Personal information
- Full name: Walter Hulatt Bradshaw
- Born: 22 January 1909 Adelaide, South Australia, Australia
- Died: 13 July 1986 (aged 77) Adderbury, Oxfordshire, England
- Batting: Right-handed
- Bowling: Right-arm fast-medium

Domestic team information
- 1948: Buckinghamshire
- 1936/37–1937/38: Europeans (India)
- 1935/36–1939/40: Rajputana
- 1929–1931: Oxford University

Career statistics
| Competition | First-class |
| Matches | 25 |
| Runs scored | 330 |
| Batting average | 11.00 |
| 100s/50s | –/1 |
| Top score | 81 |
| Balls bowled | 4,460 |
| Wickets | 76 |
| Bowling average | 26.32 |
| 5 wickets in innings | 3 |
| 10 wickets in match | 1 |
| Best bowling | 8/68 |
| Catches/stumpings | 12/– |
- Source: Cricinfo, 22 July 2011

= Walter Bradshaw =

Australian-born English cricketer

Walter Hulatt Bradshaw (22 January 1909 – 13 July 1986) was an Australian born English cricketer. Bradshaw was a right-handed batsman who bowled right-arm fast-medium. He was born in Adelaide, South Australia.

He was educated at Malvern College, where he played for the college cricket team. Bradshaw later undertook studies at Oxford University,. He made his first-class debut for Oxford University Cricket Club against the Free Foresters. He played twelve further first-class matches for the university, the last of which came against Cambridge University in 1931. With the bat, he scored 178 runs at an average of 14.83, with his only innings of note, a score of 81, coming against Gloucestershire in 1930. He was an average bowler when he played for Oxford University, taking 25 wickets at a bowling average of 39.28, with best figures of 4/15. While at Oxford, he also achieved an Oxford Blue in football.

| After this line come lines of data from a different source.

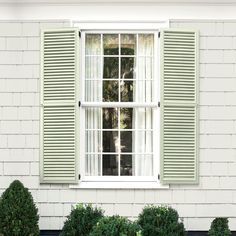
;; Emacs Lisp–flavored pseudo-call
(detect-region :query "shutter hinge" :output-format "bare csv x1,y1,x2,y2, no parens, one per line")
158,174,160,180
78,174,81,180
78,31,81,38
78,101,81,107
158,31,161,38
158,101,160,107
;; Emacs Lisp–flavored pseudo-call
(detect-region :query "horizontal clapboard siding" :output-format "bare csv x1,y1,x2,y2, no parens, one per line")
160,29,199,184
40,29,78,183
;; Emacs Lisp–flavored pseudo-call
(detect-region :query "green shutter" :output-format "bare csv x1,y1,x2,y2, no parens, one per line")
40,29,78,183
160,29,199,184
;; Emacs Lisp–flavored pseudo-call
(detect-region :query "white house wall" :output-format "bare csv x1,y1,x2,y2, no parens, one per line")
0,19,236,231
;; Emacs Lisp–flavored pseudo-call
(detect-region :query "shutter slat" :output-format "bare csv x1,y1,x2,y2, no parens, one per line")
41,29,78,184
160,29,199,184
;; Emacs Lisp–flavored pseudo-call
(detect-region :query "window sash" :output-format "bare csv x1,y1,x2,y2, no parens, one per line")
79,30,160,180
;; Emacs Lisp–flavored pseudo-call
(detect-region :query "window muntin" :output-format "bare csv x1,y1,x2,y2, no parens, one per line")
83,32,157,178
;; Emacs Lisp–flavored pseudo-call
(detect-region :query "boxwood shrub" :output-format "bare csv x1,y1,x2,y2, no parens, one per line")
60,204,104,236
208,218,231,236
138,205,185,236
89,215,141,236
0,180,39,236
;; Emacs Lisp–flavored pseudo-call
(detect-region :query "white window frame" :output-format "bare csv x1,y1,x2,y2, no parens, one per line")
70,21,169,189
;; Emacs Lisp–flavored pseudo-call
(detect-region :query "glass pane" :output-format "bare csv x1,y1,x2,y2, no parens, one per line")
138,34,154,56
121,57,135,79
136,155,153,176
120,155,133,176
133,81,153,103
103,155,118,175
103,131,119,152
86,34,101,55
103,80,119,102
103,57,119,78
133,108,153,130
103,34,119,55
120,81,133,102
120,131,132,153
86,154,101,176
103,108,118,129
85,56,101,79
137,57,153,79
85,108,101,129
120,108,133,129
85,81,102,102
133,131,153,153
121,34,136,55
86,131,101,153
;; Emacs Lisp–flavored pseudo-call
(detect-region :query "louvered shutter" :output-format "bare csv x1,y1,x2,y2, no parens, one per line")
40,29,78,183
160,29,199,184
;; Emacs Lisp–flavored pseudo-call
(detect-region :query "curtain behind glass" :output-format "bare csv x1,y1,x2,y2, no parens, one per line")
133,34,154,176
85,35,101,176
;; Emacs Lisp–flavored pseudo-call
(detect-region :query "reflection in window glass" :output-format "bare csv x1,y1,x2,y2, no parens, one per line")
103,34,119,55
121,34,136,55
103,155,118,175
103,80,119,102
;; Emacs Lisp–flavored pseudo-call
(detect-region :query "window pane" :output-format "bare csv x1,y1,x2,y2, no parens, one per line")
86,131,101,153
103,80,119,102
120,80,133,102
86,34,101,55
121,34,136,55
138,34,154,56
120,108,133,129
133,81,153,103
103,34,119,55
121,57,135,79
136,155,153,176
137,57,153,79
120,131,132,153
120,155,133,176
103,131,118,152
85,81,102,102
85,56,101,79
133,131,153,153
103,57,119,78
133,108,153,130
103,155,118,175
85,108,101,129
86,154,101,176
103,108,118,129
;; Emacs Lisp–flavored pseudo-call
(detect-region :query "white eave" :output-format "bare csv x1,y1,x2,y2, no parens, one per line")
2,0,236,5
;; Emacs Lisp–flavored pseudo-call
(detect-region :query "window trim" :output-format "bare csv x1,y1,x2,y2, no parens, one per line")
70,21,169,189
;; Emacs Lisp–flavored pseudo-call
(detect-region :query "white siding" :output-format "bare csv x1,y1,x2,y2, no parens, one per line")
0,19,236,231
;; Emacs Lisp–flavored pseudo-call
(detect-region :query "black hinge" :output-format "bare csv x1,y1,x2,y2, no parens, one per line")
78,101,81,107
78,174,81,180
158,101,160,107
158,174,160,180
78,31,81,38
158,31,161,38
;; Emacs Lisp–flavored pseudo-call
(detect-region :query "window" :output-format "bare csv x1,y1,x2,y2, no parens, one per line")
40,25,199,187
81,32,159,180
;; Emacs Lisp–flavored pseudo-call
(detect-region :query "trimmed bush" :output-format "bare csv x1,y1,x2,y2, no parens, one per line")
0,180,39,236
60,204,104,236
138,205,185,236
89,215,141,236
208,218,231,236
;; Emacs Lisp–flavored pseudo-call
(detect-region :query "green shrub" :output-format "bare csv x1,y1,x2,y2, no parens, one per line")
208,218,231,236
60,204,104,236
0,180,39,236
137,205,185,236
89,215,141,236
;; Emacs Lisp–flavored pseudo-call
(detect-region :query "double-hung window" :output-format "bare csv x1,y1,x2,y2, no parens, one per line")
81,32,159,181
40,23,199,186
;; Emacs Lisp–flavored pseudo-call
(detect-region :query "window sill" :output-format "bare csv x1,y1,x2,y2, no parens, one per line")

After his studies at Oxford, Bradshaw became an educator and embarked on a teaching assignment in the British Raj. While there, he played in the Ranji Trophy for Rajputana and was the team's first Ranji Trophy captain. It was though for a combined Rajputana and Central India that he played his first first-class match in India against the touring Australian team in 1935. The match was not a successful one for him with the bat, with Bradshaw making scores of 2 and 0. With the ball, he took the wicket of Frank Bryant in the Australians first-innings for the cost of 56 runs from 17 overs. In their second innings, he took the wickets of Wendell Bill and Arthur Allsopp for the cost of 42 runs from 14 overs. His debut for Rajputana came in the same season against Central India. He made six further first-class appearances for the team, the last of which came against Southern Punjab. While in India, he also played two matches for the Europeans in 1938. His appearances in India benefited his bowling. A tall man, he had increased his strength, running in from a short run up and with the ability to lift the ball sharply and move the ball in from off. For Rajputana he took 31 wickets at an average of 20.09, with best figures of 7/52. These figures, his best in first-class cricket, came against Southern Punjab in 1938, a match in which he also took 5/69 to give him his only ten wicket haul in a match.

Following World War II, Bradshaw played Minor Counties Championship cricket for Buckinghamshire in 1948, making four appearances. For many years he worked as a master at Stowe School, where he coached the school cricket team. He died in Adderbury, Oxfordshire on 13 July 1986.